Nano World: Nano-drugs cure mouse prostate

April 11, 2006

A single injection of nanoparticles loaded with drugs completely eliminated prostate tumors in mice, experts told UPI's Nano World.

Annually some 230,000 people get prostate cancer, killing 30,000 a year, explained researcher Omid Farokhzad, a molecular biologist and anesthesiologist at Brigham and Women's Hospital in Boston. The current state-of-the-art therapies for prostate cancer either implant radioactive material in the cancer to kill off cells or remove the entire diseased prostate gland. The radioactive therapy can prove effective but can lead to erectile dysfunction, urinary retention and radiation-induced bowel injury.
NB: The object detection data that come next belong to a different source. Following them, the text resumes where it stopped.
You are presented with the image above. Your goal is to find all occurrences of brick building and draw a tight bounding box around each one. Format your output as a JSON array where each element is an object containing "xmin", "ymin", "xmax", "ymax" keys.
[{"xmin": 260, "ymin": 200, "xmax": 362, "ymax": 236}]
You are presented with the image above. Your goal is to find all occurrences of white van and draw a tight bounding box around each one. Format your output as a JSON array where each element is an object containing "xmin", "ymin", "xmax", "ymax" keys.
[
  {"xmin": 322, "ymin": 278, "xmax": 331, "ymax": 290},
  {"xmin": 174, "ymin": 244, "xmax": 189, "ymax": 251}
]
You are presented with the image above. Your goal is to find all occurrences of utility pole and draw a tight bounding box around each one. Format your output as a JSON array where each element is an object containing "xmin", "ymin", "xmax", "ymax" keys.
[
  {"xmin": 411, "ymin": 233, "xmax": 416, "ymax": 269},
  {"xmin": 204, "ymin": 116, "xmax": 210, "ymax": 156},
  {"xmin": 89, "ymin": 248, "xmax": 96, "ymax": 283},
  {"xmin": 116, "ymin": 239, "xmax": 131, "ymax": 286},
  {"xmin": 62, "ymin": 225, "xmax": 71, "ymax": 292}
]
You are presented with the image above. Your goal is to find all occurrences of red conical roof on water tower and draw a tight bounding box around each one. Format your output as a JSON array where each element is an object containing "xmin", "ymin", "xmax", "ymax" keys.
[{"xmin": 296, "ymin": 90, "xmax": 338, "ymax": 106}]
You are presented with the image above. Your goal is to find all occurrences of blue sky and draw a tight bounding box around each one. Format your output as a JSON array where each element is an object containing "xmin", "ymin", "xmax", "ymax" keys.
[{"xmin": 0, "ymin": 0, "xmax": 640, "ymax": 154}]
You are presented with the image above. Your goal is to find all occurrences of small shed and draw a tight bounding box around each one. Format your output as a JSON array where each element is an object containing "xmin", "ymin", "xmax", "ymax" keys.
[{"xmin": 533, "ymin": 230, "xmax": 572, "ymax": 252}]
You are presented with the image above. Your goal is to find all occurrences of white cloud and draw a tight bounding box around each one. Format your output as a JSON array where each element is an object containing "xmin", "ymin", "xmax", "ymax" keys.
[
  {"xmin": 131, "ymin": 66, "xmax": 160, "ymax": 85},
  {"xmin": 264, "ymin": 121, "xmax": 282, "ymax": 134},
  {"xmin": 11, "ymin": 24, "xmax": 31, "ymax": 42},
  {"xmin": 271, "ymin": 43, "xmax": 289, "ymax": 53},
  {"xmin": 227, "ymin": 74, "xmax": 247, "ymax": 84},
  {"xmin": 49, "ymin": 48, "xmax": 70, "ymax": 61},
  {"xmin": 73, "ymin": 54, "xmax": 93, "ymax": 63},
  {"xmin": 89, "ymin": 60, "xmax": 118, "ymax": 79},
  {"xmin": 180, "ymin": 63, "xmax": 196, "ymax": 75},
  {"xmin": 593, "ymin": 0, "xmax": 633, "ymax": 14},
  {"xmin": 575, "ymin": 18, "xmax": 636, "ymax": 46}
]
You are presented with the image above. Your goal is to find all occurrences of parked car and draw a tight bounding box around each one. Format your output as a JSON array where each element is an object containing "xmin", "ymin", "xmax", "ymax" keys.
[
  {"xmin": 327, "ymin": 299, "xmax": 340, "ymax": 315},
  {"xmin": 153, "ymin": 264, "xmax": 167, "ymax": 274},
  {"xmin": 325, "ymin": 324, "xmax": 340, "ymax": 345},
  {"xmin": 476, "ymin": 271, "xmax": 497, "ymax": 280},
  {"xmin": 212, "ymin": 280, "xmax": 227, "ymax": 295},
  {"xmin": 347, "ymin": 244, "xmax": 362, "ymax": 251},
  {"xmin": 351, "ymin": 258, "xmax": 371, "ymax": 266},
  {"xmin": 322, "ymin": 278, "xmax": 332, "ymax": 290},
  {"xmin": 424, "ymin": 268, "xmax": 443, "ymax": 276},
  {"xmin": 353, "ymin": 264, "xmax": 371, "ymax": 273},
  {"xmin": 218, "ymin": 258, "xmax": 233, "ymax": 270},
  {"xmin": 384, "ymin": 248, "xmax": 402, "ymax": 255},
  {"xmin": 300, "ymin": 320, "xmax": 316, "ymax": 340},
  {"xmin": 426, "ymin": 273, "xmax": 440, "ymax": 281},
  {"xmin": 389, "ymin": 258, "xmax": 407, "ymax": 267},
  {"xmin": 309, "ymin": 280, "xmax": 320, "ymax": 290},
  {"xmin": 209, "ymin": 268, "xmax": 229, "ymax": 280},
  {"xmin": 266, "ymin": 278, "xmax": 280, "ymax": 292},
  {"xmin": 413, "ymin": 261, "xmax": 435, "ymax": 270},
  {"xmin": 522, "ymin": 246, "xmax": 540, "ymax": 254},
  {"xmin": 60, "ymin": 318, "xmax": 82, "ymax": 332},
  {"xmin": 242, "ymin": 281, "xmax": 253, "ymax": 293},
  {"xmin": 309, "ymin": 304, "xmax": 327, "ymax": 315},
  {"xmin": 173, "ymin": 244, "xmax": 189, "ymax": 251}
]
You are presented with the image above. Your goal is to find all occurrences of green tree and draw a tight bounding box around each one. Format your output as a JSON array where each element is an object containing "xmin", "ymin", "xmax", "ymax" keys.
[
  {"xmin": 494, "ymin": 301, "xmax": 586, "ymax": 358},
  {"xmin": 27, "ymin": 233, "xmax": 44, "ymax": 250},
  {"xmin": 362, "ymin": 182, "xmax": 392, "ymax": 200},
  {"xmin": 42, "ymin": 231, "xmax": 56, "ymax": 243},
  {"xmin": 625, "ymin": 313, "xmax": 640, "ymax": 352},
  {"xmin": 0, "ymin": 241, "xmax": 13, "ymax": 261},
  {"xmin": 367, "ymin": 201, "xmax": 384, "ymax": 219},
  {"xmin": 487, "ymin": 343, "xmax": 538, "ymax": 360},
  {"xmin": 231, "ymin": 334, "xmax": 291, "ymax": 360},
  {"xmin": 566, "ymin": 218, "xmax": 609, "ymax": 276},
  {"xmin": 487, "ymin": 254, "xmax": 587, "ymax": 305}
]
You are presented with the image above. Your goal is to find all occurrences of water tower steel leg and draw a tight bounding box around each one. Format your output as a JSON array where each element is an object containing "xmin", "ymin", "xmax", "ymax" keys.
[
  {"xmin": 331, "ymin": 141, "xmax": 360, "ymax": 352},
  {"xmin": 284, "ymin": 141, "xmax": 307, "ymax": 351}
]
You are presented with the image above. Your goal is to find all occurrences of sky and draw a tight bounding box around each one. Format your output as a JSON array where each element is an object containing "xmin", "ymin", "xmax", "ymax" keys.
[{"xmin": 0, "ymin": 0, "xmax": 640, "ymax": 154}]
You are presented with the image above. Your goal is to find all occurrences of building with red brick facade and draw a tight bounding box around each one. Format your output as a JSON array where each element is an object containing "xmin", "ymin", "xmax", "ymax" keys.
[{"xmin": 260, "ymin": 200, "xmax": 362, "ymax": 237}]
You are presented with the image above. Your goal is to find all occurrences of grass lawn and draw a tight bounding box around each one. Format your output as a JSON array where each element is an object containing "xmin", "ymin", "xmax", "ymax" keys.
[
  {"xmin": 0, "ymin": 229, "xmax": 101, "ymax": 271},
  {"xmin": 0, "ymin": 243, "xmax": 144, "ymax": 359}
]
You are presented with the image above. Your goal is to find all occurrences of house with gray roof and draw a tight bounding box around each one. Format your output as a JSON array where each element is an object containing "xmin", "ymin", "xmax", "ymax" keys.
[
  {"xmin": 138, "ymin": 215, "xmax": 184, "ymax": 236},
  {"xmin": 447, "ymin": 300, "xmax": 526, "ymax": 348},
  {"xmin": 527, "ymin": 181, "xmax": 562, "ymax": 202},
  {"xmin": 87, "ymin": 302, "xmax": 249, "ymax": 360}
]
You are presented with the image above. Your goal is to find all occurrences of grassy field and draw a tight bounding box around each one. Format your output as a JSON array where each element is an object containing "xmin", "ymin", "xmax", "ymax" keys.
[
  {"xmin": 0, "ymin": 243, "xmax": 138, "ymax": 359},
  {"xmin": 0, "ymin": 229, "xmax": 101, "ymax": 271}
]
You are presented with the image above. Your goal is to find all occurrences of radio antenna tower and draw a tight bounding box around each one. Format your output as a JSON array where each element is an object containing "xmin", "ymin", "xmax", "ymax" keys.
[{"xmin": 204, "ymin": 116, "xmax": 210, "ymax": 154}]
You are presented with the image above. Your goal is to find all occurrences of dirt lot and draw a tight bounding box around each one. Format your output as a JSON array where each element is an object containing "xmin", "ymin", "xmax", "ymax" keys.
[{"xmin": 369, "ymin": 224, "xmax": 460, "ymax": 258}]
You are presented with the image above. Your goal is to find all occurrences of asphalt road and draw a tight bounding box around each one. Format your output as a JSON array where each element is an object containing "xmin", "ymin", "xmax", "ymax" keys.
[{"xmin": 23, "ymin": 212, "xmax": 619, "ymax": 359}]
"A non-radioactive system such as our system could prove more efficient and less toxic than the current state of the art therapies, and much less toxic than traditional drugs, which can lead to many chemotherapy-associated complications," Farokhzad said.

The nanoparticles consisted of the anticancer drug docetaxel encapsulated within a safe, biodegradable polymer, to release the drug continually over time after the tumor absorbs the nanoparticles. The polymer is also effective against immediate removal from the body by the immune system, to help ensure the nanoparticles reached their intended target and do not inadvertently get absorbed by other cells beforehand.

The nanoparticles in turn were coated with RNA sequences known as aptamers, which can bind to specific cell surface receptors. In this case, the sequences targeted the prostate specific membrane antigen, a molecule that populate the surfaces of prostate cancer cells that is well known to get absorbed into the cell interior as well.

In mice, a single injection of the nanoparticles directly into prostate tumors resulted in complete tumor reduction in five of seven mice, with 100 percent surviving the entire 109-day study period. In contrast, nanoparticles without the RNA sequences resulted in complete tumor reduction in only two of seven mice and saw a 57 percent survival rate, while docetaxel treatment alone only had 14 percent survivability.

The Food and Drug Administration had approved the drug and polymers used in the nanoparticle therapy for prior clinical use, and the RNA aptamers are easy to synthesize and are not known to trigger immune responses, factors which the researchers hope could help quickly bring their nanoparticles for treatment in people.

"The route to FDA approval is a little easier if a new device or drug is based on materials that are already in use for other applications," said mechanical engineer David LaVan at Yale University in New Haven, Conn. "This does not mean that they can be used automatically, just that the approval path is shorter. It is good to see, as it is common for people to develop new materials like this with little awareness of what has been approved or not in the past."

Researcher Robert Langer, a chemical engineer chemical engineer at the Massachusetts Institute of Technology, added, "this technology could be applied to almost any disease" by re-engineering the nanoparticles' properties to make them target other cells and diseases. "The work could have widespread applications beyond prostate cancer through the use of specific aptamer-antigen combinations for other types of cancer," said biomedical engineer Jason Burdick University of Pennsylvania in Philadelphia.

Langer, Farokhzad and their colleagues reported their findings online Monday via the Proceedings of the National Academy of Sciences.